Could anyone give me a hint on how to solve the following problem?
Prove that if $p$ is a prime and $G$ is a group of order $p^{\alpha}$ for some $\alpha \in \mathbb{Z}^{+}$, then every subroup of index $p$ is normal in $G$.

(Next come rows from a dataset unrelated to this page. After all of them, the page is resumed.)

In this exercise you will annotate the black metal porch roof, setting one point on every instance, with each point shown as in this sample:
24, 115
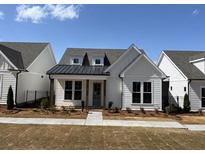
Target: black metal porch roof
77, 70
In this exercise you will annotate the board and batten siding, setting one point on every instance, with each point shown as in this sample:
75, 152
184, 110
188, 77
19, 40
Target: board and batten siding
156, 93
8, 79
195, 94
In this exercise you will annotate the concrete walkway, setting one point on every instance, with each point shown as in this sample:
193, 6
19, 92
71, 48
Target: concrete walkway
96, 119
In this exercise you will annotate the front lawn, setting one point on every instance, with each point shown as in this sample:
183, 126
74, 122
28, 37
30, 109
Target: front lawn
88, 137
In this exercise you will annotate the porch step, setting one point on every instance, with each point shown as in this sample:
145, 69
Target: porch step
94, 118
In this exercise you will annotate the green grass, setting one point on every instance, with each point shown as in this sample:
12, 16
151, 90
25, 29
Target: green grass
87, 137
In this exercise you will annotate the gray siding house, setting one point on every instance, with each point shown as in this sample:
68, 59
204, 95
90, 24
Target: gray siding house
23, 66
126, 77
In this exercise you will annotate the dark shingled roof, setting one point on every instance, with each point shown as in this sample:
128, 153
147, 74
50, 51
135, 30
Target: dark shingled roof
13, 55
77, 70
112, 54
29, 50
182, 60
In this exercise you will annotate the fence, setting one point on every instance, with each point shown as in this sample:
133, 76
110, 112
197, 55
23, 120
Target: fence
35, 95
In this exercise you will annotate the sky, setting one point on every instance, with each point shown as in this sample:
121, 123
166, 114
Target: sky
150, 27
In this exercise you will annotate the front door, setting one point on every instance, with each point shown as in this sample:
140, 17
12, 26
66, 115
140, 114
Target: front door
96, 95
203, 97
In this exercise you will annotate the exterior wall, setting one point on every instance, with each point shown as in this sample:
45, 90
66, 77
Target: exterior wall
142, 71
36, 78
176, 79
195, 94
59, 92
8, 78
156, 93
200, 65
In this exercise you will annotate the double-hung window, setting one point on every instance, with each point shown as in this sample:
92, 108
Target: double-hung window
68, 90
78, 90
136, 92
147, 93
73, 90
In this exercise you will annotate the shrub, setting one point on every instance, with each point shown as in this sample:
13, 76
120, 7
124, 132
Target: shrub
128, 110
44, 103
172, 108
142, 110
10, 99
200, 112
117, 110
187, 107
110, 105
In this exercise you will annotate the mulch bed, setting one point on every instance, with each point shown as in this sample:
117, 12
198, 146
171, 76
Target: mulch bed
42, 113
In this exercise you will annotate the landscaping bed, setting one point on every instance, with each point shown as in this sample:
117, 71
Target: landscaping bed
136, 115
42, 113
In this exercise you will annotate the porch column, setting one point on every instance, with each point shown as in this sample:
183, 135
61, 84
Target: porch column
104, 94
87, 92
51, 92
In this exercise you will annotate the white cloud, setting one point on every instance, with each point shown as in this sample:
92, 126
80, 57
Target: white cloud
36, 13
63, 12
195, 12
1, 15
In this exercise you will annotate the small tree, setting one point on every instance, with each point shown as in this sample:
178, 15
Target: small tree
187, 107
10, 99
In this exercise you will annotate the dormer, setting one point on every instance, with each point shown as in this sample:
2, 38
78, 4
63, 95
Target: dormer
98, 61
199, 63
76, 60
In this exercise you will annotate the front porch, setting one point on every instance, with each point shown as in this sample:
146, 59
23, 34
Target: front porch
71, 90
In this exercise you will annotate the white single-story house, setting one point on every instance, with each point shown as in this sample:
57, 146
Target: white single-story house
126, 77
23, 66
186, 71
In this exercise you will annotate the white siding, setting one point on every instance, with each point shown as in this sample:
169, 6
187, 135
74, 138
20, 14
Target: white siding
195, 94
176, 80
200, 65
8, 80
36, 77
156, 93
59, 92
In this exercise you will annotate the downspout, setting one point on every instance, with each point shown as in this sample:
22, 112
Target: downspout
16, 91
121, 90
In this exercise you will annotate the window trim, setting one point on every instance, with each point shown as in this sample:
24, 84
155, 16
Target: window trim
73, 90
142, 92
76, 57
136, 92
68, 90
147, 92
101, 61
78, 90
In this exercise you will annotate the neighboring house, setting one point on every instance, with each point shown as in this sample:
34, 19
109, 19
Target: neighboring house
186, 71
23, 66
126, 77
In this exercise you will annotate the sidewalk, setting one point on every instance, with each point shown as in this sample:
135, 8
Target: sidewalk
96, 119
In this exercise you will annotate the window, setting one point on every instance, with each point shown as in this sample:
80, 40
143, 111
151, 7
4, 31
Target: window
78, 90
97, 61
203, 97
68, 90
147, 94
76, 61
1, 80
136, 92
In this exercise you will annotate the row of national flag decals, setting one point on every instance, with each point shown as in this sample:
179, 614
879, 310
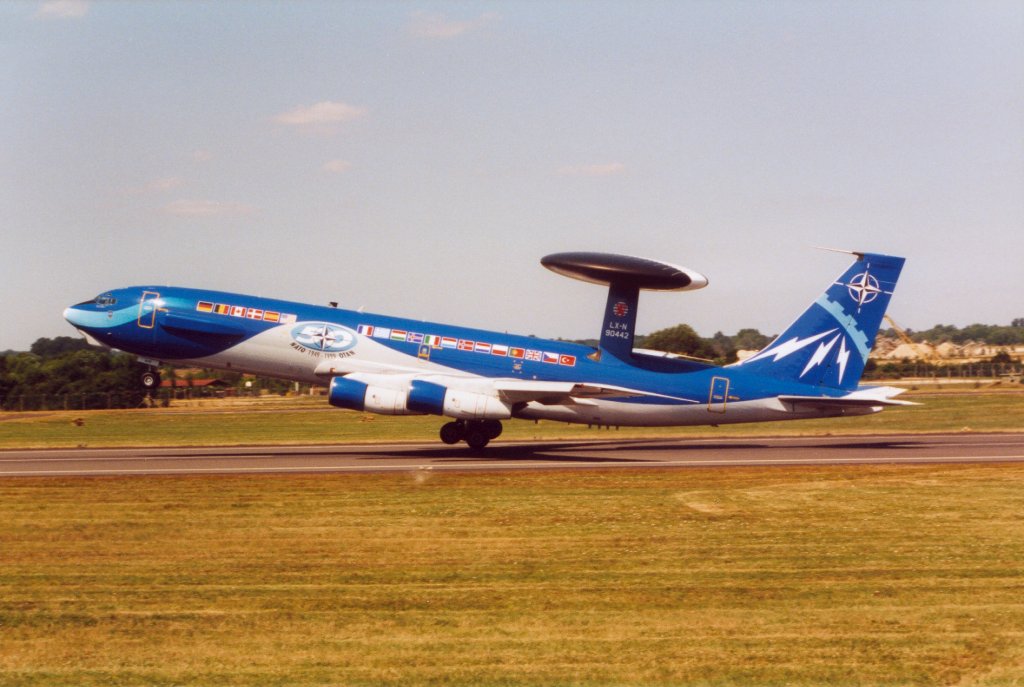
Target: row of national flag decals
482, 347
248, 313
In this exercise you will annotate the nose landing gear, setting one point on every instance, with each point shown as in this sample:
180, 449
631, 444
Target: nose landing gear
476, 433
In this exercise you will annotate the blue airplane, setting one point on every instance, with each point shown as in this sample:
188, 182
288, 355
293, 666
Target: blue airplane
395, 366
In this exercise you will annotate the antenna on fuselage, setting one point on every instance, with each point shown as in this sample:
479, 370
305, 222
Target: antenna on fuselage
626, 276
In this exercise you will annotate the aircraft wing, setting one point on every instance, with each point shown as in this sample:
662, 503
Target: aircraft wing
557, 393
509, 391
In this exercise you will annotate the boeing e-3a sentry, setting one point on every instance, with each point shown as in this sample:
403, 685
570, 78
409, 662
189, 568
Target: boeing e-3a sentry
395, 366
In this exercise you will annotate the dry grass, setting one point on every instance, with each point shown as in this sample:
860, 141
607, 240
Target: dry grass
903, 575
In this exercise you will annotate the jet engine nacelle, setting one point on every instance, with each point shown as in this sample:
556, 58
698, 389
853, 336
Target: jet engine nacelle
438, 399
418, 397
355, 395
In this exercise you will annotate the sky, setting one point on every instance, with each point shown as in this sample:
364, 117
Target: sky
419, 159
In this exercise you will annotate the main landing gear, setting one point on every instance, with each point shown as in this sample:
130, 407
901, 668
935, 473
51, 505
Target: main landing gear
150, 379
476, 433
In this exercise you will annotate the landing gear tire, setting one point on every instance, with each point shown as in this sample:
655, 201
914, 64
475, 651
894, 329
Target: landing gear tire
493, 428
150, 380
453, 432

I don't know where to start to solve this problem
We can use an inductive argument, since the claim is trivially true for $\;G\;$ with $\;|G|=p\;,\;\;or\;\;p^2\;$ Suppose $\;H\le G\;$ is a subgroup of index $\;p\;$ (and thus maximal as proper subgroup), so we have two possibilities:
$$H\lneq N_G(H)\implies N_G(H)=G\iff H\lhd G\;\;,\;\;\text{and we're done.}$$
Or else (put $\;Z:=Z(G)=$ the center of $\;G\;$) :
$$H=N_G(H)\implies\;Z\le N_G(H)=H,\;\text{Inductively}\;,\;\;H/Z\lneq N_{G/Z}(H/Z)=G/Z\;,\;\;\text{since}$$
$$[(G/Z):(H/Z)]=[G:H]=p\;\implies\;\exists\,x\in G\;\;s.t.\;\;xZ\in N_{G/Z}(H/Z)\setminus H/Z$$
and this means $\;x\in G\setminus H\;$ and fulfills
$$(xZ)(hZ)(xZ)^{-1}=(xhx^{-1})Z\in H/Z\iff xhx^{-1}\in H\implies x\in H\implies\;\text{contradiction}$$
Google "normalizer condiction". For finite groups, this condition is equivalent to the group being nilpotent, which any finite $\;p\,-$ group is.